Again not Socialist rhetoric but the Gini-coefficient on education has the UK just above Latvia, right at the bottom of the pile. At the top the pile is Finland, there education system is the best world, why, Finland is one of the most unequal countries in the world.

Not Socialist rhetoric but the UK Govt expenditure is 35.4% of GDP , in Finland it is 56.1% of GDP

It is not Socialist rhetoric to suggest that increasing Government spending reduces inequality, it is a fact as I have just shown,

The cutting of Government spending to the likes of Manchester has resulted in the inequalities that you describe, that is not Socialist rhetoric it is fact, it is the failure of Neo-Liberalism that has created inequalities in great cities like Manchester, where you can have multi-millionaires buying City centres apartments and 1 mile away you have people in poor housing relying on foodbanks.
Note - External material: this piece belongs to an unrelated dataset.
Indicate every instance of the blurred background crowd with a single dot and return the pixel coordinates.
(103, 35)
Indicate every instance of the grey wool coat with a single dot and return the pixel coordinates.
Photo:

Under a social-democratic welfare regime, poverty relief should rely first and foremost on the state, as opposed to the market or civil society, this is the Nordic model and as I have shown it works. In the UK we do not subscribe in the same manner as Nordic countries and rely on free markets, individualism and increasingly Libertarian initiatives that just exacerbate inequality and cities like Manchester suffer.

It becomes very easy then to demonise the people of Manchester's poorer areas as being feckless, idle, druggies, etc etc, because the RW media owned exclusively by very rich white men guard their wealth and do not want to share any of their fortune with the poor of Manchester. This notion of the sovereign Individual much beloved by the Rees-Mogg faction of the RW nutjob factory is freedom for those with wealth and servitude for those without wealth. Manchester in effect goes back to the days of the dark satanic mills, with a huge underclass whose only saleable asset is their labour and they are beholden to the fabulously wealthy in their city centre apartments looking down on them. It is almost a master -serf relationship, which is in danger for want of a better synonym becoming like Gotham city, with criminals running the streets because their is no other way out of their predicament.

Now if you wanted Socialist rhetoric i could have given it to you in spades, I haven't though, but I do care about my city, i do care about the people, I work trying hard to improve the lives of Mancunian people because in my mind it is a great city with great people that sadly happens to be in a country run by cunts.